Premissa – Nela, serão apresentadas colocações necessárias para justificar o porquê daquela conclusão ser verdadeira, ou seja, é onde você irá provar a legitimidade do seu raciocínio. Sua premissa pode ser dividida em duas ou três partes.

Veja um exemplo:

Tema: Violência contra a mulher

Premissa 1: As mulheres têm medo de denunciarem seus maridos mesmo existindo a Lei Maria da Penha.

Premissa 2: A mídia estimula uma cultura de mulher como objeto sexual, frágil e subversiva ao homem.

Conclusão: Existe uma necessidade de mudanças na sociedade para que haja uma maior conscientização. Esta transformação social pode partir das escolas através da educação.

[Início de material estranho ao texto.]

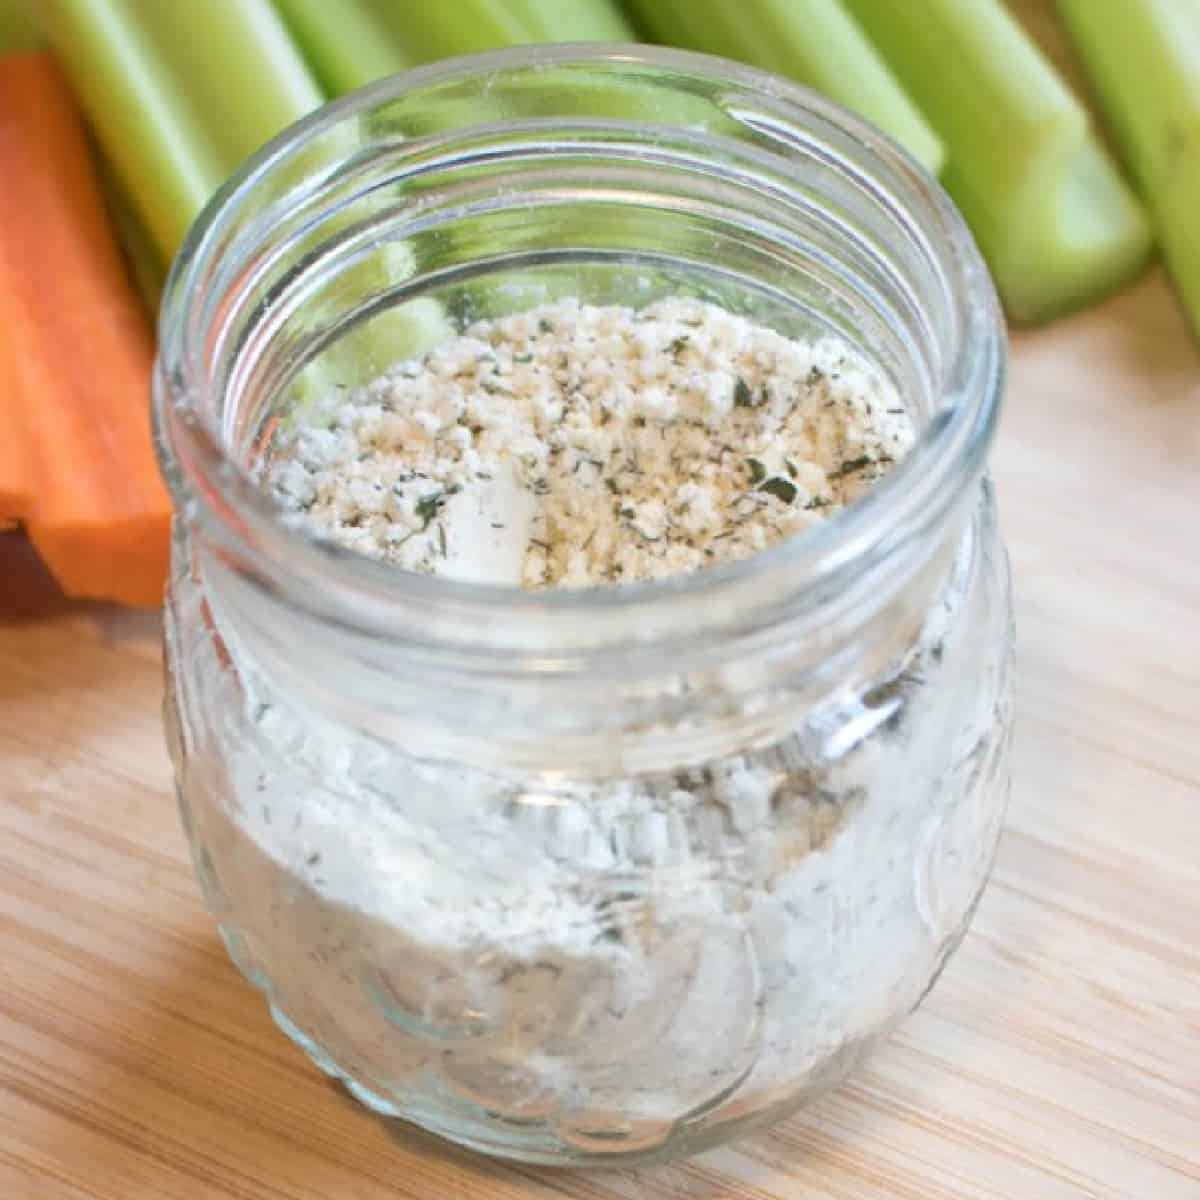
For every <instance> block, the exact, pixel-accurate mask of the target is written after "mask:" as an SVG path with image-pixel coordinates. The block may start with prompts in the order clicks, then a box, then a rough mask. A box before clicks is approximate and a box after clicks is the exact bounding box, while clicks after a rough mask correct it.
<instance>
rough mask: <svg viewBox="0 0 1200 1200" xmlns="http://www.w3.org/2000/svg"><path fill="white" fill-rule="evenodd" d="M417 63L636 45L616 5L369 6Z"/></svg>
mask: <svg viewBox="0 0 1200 1200" xmlns="http://www.w3.org/2000/svg"><path fill="white" fill-rule="evenodd" d="M365 2H366V4H367V5H368V6H370V7H371V10H372V11H373V12H376V13H377V14H378V16H379V18H380V19H382V20H383V22H384V23H385V25H386V28H388V29H389V30H390V31H391V36H392V38H394V41H395V43H396V44H397V46H400V47H401V49H402V52H403V53H404V54H406V55H407V56H408V58H409V59H410V60H412V61H413V62H433V61H434V60H437V59H444V58H450V56H452V55H457V54H470V53H473V52H475V50H491V49H497V48H499V47H503V46H520V44H524V43H529V42H632V41H635V34H634V30H632V28H631V26H630V25H629V24H628V22H626V20H625V18H624V17H623V16H622V13H620V10H619V8H618V7H617V5H616V2H614V0H442V2H436V4H425V2H419V0H365Z"/></svg>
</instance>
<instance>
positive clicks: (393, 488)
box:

Veja também como construir uma boa proposta de intervenção. 

Julgue as suas afirmações

Observe, sempre, o grau de “verificabilidade” das suas informações. A sua premissa só pode ser considerada verdadeira quando é possível verificar que a sua afirmação corresponde ao que pode ser observado na nossa realidade. Por exemplo, caso afirmemos que Einstein ainda está vivo, estaremos dizendo algo que não é verdade. O mesmo aconteceria com a sua estrutura argumentativa. Para você afirmar que a lei seca diminui os acidentes de trânsitos, por exemplo, é preciso verificar se faz sentido ou não esta informação.

Evite comparações absolutas e colocações declarativas   

Um dos erros mais comuns que os candidatos cometem na redação do Enem é a generalização ampla em suas premissas, que acabam gerando comparações absolutas. Por exemplo, ao utilizar o argumento “Os brasileiros, ao contrário dos europeus, não gostam de trabalhar”, o candidato estará utilizando um raciocínio genérico, marcado por estereótipos e de fácil invalidação.

Além disso, também é muito importante estar atento às premissas consideradas “declarativas”, ou seja, aquelas que irão utilizar argumentos pessoais que podem enfraquecer a força de convencimento do seu texto. Frases do tipo “Gostaríamos muito que fosse diferente”, “Não tenho esperanças para uma solução” passam a impressão de lamento pessoal, e podem ser julgadas de forma negativa pela banca examinadora. (Veja como você pode ter a sua redação anulada)

Cuidado com a utilização de termos e conceitos

Muitas vezes utilizamos termos que podem ter diversos significados dependendo do contexto que estão inseridos e que podem gerar dúvidas quanto à sua argumentação. Isso acontece com palavras como justiça, bondade, amor, paz, etc. Por isso, quando você for utilizar um termo que talvez gere subjetividade em suas ideias, procure sempre especificar o sentido.

O mesmo pode acontecer com alguns conceitos que você não compreende muito bem, principalmente em textos em que você irá se posicionar politicamente de alguma forma. Você não pode utilizar o conceito “comunismo” ou “capitalismo”, por exemplo, sem saber o real significado deste contexto e se ele realmente se encaixa na sua ideia.